L’élégant couple Cruise-Kidman est l’objet de toutes les attentions, le sexe s’achète par l’intermédiaire de prostituées ou de courtisans aux propositions à peine voilées, on s’invite aux soirées pour le plaisir des yeux, mais le passage à l’acte demeure repoussé, ici où l’on s’attend à une débauche de corps, les lèvres ne font que se frôler, car Eyes Wide Shut est un film rêvé tout comme la nouvelle de Schnitzler dont il est tiré est une Nouvelle rêvée.

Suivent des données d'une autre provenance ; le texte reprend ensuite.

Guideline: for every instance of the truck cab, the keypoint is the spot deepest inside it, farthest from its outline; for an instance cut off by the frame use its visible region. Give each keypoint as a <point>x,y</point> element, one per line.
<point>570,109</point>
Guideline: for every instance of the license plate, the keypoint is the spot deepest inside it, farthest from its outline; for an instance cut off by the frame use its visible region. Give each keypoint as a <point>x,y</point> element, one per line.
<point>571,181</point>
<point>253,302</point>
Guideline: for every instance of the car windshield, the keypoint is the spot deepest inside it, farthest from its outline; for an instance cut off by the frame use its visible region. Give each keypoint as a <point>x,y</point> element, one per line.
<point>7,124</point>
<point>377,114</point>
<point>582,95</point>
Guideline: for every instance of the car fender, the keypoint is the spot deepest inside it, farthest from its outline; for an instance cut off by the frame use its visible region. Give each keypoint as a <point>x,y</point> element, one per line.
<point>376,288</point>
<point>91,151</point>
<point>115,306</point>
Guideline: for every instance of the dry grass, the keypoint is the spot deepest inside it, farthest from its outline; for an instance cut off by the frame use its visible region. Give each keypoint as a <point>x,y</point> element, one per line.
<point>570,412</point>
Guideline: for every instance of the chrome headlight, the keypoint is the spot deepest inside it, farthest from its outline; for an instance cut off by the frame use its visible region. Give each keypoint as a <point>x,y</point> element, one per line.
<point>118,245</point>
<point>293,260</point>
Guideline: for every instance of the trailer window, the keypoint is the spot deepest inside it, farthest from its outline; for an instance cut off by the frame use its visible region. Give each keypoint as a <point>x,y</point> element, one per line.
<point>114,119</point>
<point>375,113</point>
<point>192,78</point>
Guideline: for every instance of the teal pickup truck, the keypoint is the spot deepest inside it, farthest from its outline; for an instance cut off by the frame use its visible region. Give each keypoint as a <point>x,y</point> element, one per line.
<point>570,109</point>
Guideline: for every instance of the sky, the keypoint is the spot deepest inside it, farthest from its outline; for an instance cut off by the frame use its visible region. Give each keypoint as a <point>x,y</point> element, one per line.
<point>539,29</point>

" Don’t you want to go where the rainbow ends ? " demande l’une des deux jeunes femmes que Bill Harford rencontre lors du premier bal, deux femmes attirantes qu’on devine prêtes à tout pour le séduire et répondant au " Rainbow ", nom donné à la boutique de costumes et de déguisements qui lui permettra d’entrer littéralement dans un autre monde. Car les signes se répondent et font échos, dans les dialogues comme dans les décors et l’hyperfilmicité, là où Kubrick se contentait auparavant de clins d’œil à ses films précédents ; il se livre à des références plus appuyées - la fille de Milich tout droit sortie de Lolita en particulier, le point de vue narratif constamment remis en cause qu’on retrouve dans The Shining -, lui donnant l’allure d’un film somme.

The Shining (c) D.R.

La réalité est fragile et contestée, Kubrick, sournois, préfère au long discours offrir un film où rien n’est sûr, où la réalité du couple affronte celle de la séduction, du désir le plus brutal, où la frustration laisse la place à l’envie et à une liberté renouvelée.

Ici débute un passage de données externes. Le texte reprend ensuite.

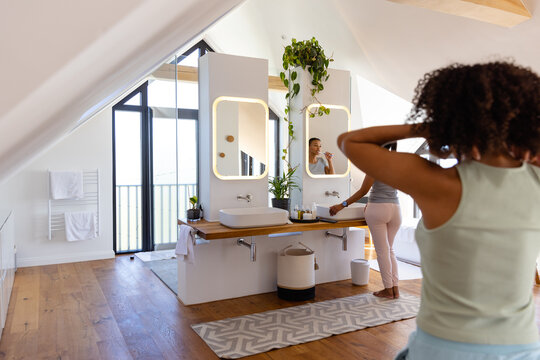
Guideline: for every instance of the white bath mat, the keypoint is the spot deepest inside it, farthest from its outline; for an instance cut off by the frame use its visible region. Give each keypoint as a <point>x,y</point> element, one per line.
<point>156,255</point>
<point>256,333</point>
<point>406,271</point>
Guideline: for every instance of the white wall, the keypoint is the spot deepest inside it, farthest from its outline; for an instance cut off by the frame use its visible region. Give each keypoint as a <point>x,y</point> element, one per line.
<point>89,147</point>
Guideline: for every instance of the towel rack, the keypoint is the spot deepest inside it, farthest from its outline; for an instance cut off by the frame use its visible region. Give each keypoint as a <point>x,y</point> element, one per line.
<point>90,202</point>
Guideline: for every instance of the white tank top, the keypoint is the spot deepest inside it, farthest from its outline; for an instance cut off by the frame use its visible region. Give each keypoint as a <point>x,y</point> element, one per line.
<point>479,266</point>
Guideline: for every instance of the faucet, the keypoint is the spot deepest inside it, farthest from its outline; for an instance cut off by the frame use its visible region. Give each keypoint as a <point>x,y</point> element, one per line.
<point>333,193</point>
<point>248,197</point>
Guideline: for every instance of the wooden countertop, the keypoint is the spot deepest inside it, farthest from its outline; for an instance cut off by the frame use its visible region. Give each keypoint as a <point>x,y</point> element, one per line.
<point>213,230</point>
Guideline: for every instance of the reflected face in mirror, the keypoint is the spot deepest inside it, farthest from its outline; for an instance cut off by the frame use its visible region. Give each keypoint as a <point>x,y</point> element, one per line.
<point>323,157</point>
<point>240,138</point>
<point>320,163</point>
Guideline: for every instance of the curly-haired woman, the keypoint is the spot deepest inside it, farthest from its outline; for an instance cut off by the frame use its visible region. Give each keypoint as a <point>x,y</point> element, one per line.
<point>480,231</point>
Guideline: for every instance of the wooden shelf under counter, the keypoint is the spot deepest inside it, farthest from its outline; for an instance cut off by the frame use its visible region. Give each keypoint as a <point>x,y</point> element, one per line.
<point>213,230</point>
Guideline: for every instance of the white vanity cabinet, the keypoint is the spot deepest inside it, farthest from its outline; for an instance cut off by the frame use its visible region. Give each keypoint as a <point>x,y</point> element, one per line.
<point>7,262</point>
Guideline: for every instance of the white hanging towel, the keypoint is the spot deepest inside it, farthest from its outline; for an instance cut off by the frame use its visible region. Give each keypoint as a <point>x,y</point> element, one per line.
<point>80,225</point>
<point>66,185</point>
<point>185,243</point>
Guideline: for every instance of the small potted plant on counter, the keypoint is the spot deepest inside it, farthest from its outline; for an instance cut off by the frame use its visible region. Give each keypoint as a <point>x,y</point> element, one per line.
<point>194,213</point>
<point>281,186</point>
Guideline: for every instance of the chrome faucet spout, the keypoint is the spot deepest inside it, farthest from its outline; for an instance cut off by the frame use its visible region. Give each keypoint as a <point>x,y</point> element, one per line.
<point>248,197</point>
<point>333,193</point>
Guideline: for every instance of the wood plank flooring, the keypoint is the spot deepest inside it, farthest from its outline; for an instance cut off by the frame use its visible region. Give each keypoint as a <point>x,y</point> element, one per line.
<point>117,309</point>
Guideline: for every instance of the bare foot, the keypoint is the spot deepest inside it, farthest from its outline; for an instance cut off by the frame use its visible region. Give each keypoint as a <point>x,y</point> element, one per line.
<point>396,292</point>
<point>386,293</point>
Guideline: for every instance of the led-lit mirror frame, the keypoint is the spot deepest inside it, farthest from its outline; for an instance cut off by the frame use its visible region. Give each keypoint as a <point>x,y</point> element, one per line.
<point>214,137</point>
<point>308,136</point>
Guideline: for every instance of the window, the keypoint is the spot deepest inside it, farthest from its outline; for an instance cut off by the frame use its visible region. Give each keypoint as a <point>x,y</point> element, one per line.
<point>155,133</point>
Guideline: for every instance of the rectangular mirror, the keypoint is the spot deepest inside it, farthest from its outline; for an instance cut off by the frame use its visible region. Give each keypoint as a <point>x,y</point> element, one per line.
<point>323,157</point>
<point>240,148</point>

Eyes Wide Shut se démarque autant qu’il s’inscrit dans la continuité des précédentes réalisations de Kubrick. Dernier volet d’une trilogie où l’usage de la Steadycam est systématique, après The Shining et Full Metal Jacket, où l’image parfaitement stable et soignée permet au réalisateur de jouer plus ouvertement encore avec des effets de symétrie et de miroir qu’il affectionne.

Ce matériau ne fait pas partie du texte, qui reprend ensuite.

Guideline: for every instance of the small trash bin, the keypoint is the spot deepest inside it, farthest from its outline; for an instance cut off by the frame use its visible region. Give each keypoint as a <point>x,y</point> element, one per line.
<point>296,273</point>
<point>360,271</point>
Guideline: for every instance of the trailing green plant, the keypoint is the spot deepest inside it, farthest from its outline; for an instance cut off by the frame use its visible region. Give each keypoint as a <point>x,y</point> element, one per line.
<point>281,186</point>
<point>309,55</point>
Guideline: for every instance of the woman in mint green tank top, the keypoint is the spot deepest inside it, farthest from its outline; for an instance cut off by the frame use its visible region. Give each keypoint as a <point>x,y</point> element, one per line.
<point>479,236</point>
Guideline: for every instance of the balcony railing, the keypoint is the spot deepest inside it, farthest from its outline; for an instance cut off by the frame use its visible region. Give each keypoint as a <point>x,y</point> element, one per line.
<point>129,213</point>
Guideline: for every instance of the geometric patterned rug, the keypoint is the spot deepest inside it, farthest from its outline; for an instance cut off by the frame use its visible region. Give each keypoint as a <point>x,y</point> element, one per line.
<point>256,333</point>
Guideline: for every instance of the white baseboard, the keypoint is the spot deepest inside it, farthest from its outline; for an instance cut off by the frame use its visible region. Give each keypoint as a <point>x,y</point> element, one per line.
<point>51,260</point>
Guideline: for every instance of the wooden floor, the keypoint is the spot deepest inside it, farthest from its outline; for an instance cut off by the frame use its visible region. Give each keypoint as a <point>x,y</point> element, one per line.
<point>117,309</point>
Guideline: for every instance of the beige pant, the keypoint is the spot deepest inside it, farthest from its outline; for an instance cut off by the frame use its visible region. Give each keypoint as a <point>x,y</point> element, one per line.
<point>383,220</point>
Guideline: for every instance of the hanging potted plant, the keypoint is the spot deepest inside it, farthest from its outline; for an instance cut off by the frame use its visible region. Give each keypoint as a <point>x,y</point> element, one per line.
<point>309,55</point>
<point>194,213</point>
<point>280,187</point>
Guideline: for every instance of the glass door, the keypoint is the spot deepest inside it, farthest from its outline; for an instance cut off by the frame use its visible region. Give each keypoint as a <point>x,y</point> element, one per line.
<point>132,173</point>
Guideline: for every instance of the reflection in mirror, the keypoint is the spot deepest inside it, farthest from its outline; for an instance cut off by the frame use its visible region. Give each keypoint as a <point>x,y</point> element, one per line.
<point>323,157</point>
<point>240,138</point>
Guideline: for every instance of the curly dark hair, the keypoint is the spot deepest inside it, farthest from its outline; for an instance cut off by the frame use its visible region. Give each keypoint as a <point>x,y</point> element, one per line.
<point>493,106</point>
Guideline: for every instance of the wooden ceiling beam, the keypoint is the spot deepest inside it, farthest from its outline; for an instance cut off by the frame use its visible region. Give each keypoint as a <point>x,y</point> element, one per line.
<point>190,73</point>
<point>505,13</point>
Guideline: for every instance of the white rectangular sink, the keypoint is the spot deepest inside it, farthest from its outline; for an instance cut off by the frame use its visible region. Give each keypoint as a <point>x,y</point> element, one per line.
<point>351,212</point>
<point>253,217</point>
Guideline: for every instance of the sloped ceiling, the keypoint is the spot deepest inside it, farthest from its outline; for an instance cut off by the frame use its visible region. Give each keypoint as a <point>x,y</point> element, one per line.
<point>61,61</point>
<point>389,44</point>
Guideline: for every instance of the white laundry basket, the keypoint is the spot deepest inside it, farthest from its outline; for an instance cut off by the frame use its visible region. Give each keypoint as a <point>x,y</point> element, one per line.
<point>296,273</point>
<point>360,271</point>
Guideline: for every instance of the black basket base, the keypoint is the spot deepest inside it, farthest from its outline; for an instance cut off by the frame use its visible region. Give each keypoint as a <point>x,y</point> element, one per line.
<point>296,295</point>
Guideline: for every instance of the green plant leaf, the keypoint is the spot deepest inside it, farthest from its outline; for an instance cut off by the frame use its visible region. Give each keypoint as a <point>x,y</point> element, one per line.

L’emploi de la Steadycam n’est jamais anodin chez Kubrick. En développant un film parfaitement structuré, souvent en trois ou en quatre parties bien distinctes, où rien ne semble laissé au hasard et où les personnages se répondent, à la façon des jeux de couleurs, où les effets se contredisent, celui-ci nous ouvre une fenêtre sur un monde d’apparences, de fantômes, où chaque personnage hésite entre plusieurs réalités et multiplie les traversées du miroir. Ainsi dans The Shining, Jack Torrance qui découvre le monde des spectres sans que le spectateur sache s’il sombre dans la folie ou si, bien au contraire, celui-ci s’ouvre à une nouvelle conscience. Dans Full Metal Jacket, c’est Matthew Modine devenu journaliste qui, une fois parti au Vietnam peu avant l’assaut du Têt, rédige ses comptes-rendus de la guerre finalement amputés et largement censurés par l’armée. C’est sur son casque de soldat de l’armée américaine qu’il associe ces signes contradictoires, l’ironique " Born to kill " et le dessin ‘Peace and Love’ d’une contre culture émergeante. Le film se clôt sur une comptine, entonnée par des soldats désabusés qui comptent douloureusement leurs morts, elle résume à merveille le monde de Kubrick, fait de contredits, où la mort est omniprésente.

  Eyes Wide Shut (c) D.R.

Dans Eyes Wide Shut, l’emploi de la Steadycam et la structure tripartite permettent d’apporter une ossature véritable à un monde qui ne tient plus que sur les faux-semblants et les conventions, et n’en souligne que plus expressément les manquements. Le film débute sur un bal, celui qu’organise le docteur Victor Ziegler, qui demande l’assistance de Bill Harford-Tom Cruise alors que la prostituée qu’il vient de rejoindre après avoir reçu ses invités fait une overdose. L’aide de Bill vient à point nommé, celui-ci agit en toute discrétion et la bienséance du maître de maison ne sera jamais mise en cause. Le film contient son lot de prostituées, de cadavres et de secrets révélés souvent sur le mode humoristique, on pense à la scène où Marion avoue son amour pour Bill sans que ceux-ci ne se connaissent autrement que par quelques échanges anecdotiques, car Eyes Wide Shut est une mascarade -" charade " commente Victor Ziegler en américain - où rien n’est à prendre au sérieux puisque tout est question d’apparences, un film sur le désir où la sexualité reste l’affaire du spectateur / voyeur, où la frustration laisse la place à l’excès dans quelques scènes rêvées et invraisemblables.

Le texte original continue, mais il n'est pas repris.